De nombreux franchisés sous enseigne Carrefour, engagés dans le cadre d’une franchise participative, quittent l’enseigne en faisant échec aux dispositions statutaires et contractuelles en se plaçant dans le cadre d’une procédure de sauvegarde, suivie, dans le cadre du plan de continuation, d’une modification statutaire permettant le changement d’enseigne (C. com., L. 626-3. cf. Lyon, 11 janvier 2024, n° 21/08936, 21/08938, 21/08937, Lettre distrib. 02/2024, comm. Y. Idani), puis d’une résiliation du contrat, sous contrôle du juge commissaire.
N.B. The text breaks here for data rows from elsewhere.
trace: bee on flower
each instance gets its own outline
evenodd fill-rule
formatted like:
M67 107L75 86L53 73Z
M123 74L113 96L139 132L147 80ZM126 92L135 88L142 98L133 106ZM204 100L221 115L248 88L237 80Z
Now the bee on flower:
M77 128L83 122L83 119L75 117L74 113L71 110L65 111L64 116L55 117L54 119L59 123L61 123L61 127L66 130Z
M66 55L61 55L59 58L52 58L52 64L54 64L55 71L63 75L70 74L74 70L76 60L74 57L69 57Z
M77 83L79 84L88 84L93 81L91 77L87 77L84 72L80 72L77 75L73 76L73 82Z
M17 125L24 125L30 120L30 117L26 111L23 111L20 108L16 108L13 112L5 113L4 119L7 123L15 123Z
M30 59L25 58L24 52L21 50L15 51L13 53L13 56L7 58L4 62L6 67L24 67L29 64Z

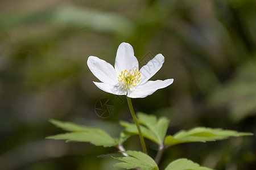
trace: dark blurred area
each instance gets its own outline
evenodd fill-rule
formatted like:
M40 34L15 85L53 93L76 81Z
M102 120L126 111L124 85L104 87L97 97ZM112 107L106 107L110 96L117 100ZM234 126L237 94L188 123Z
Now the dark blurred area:
M254 0L1 0L0 169L112 169L112 160L96 156L115 148L44 138L63 132L51 118L118 136L118 121L131 120L125 98L98 89L86 61L114 65L122 42L141 65L165 57L151 79L174 83L132 101L137 111L169 118L168 134L196 126L255 134L255 10ZM115 104L109 118L94 110L102 97ZM141 150L138 139L124 147ZM154 157L156 146L146 142ZM255 169L255 143L252 136L177 145L160 168L186 158L216 169Z

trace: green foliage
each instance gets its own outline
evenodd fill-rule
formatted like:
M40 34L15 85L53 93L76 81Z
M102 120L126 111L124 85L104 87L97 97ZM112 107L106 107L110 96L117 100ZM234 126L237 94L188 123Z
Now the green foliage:
M158 120L154 115L148 115L142 112L137 113L139 122L143 136L151 140L158 144L163 144L168 128L169 121L165 117ZM136 125L125 121L121 121L120 124L125 128L125 130L130 133L138 134Z
M167 135L164 145L170 146L185 142L215 141L226 139L230 137L251 135L250 133L238 133L234 130L197 127L189 130L181 130L174 135Z
M200 167L197 163L185 158L179 159L171 162L164 170L210 170L207 167Z
M65 139L66 142L90 142L96 146L104 147L116 146L118 143L118 140L112 138L98 128L86 127L55 120L50 121L56 126L72 132L48 137L47 139Z
M121 152L129 156L119 154L108 154L100 155L99 158L112 158L122 161L117 163L114 167L125 169L139 168L141 170L158 170L158 167L155 161L148 155L138 151L127 151Z
M168 120L164 117L158 120L154 115L143 113L137 114L143 136L159 145L170 146L181 143L215 141L226 139L229 137L250 135L250 133L238 133L233 130L212 129L204 127L195 128L188 131L181 130L174 136L167 135L164 141L168 128ZM65 139L67 142L89 142L96 146L111 147L125 142L130 136L138 134L136 125L125 121L120 124L125 128L120 134L119 139L113 139L108 133L98 128L77 125L71 122L63 122L55 120L50 122L64 130L71 131L47 137L47 139ZM164 143L163 143L163 142ZM142 170L158 170L156 162L148 155L139 151L121 151L121 154L100 155L98 158L113 158L122 162L117 163L116 168L133 169L139 168ZM166 170L210 170L200 167L187 159L180 159L171 163Z
M156 137L159 143L163 143L167 131L169 120L162 117L158 120L154 115L146 114L142 112L137 113L139 122L145 125Z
Afin de faire échec à ces sorties de réseau, Carrefour et ses deux filiales, associées minoritaires dans la société franchisée forment tierce opposition à l’encontre du jugement d’ouverture de la procédure.
Le Tribunal de commerce de Grenoble, dans le prolongement des nombreux autres jugements et arrêts prononcés dans le même sens à l’encontre des demandeurs dans des procédures précédentes concernant d’autres franchisés, déboute Carrefour et ses filiales, considérant qu’elles ne démontrent aucun moyen propre ni fraude à la procédure de la part de la société franchisée, faisant échec aux arguments tenant à l’instrumentalisation de la procédure collective aux fins d’organiser la sortie du réseau de distribution ( cf. Lyon, 3 févr. 2022, n° 21/01457 et 21/01403, Lettre distrib. 03/2022, conf. par Com., 4 oct. 2023, n° 22-14.353 et 22-14.354, Lettre distrib. 10/2023 ; Reims, 16 avr. 2024, n° 23/01667 et n° 23/01668 (2 arrêts), Lettre distrib. 05/2024, comm. K Biancone).
Il est à souligner l’agacement du Tribunal dans cette affaire, qui condamne Carrefour et sa filiale à une amende civile de 10 000 € pour procédure abusive considérant que « les tierces oppositions formées […] dans des affaires similaires, ont été rejetées par les différents tribunaux saisis de même que la position de la Cour de cassation est sans ambiguïté, les recours des parties démontrent la mauvaise foi du groupe CARREFOUR et son intention de perturber le bon déroulement de la procédure de sauvegarde de la société [franchisée] ». Le Tribunal fait ensuite droit à une demande d’indemnisation du préjudice de la société franchisée à ce titre, à hauteur de 50 000 € pour Carrefour et chacune de ses filiales associées minoritaire, fondée sur « le ralentissement de la procédure de sauvegarde et des coûts supplémentaires pour la société franchisée ».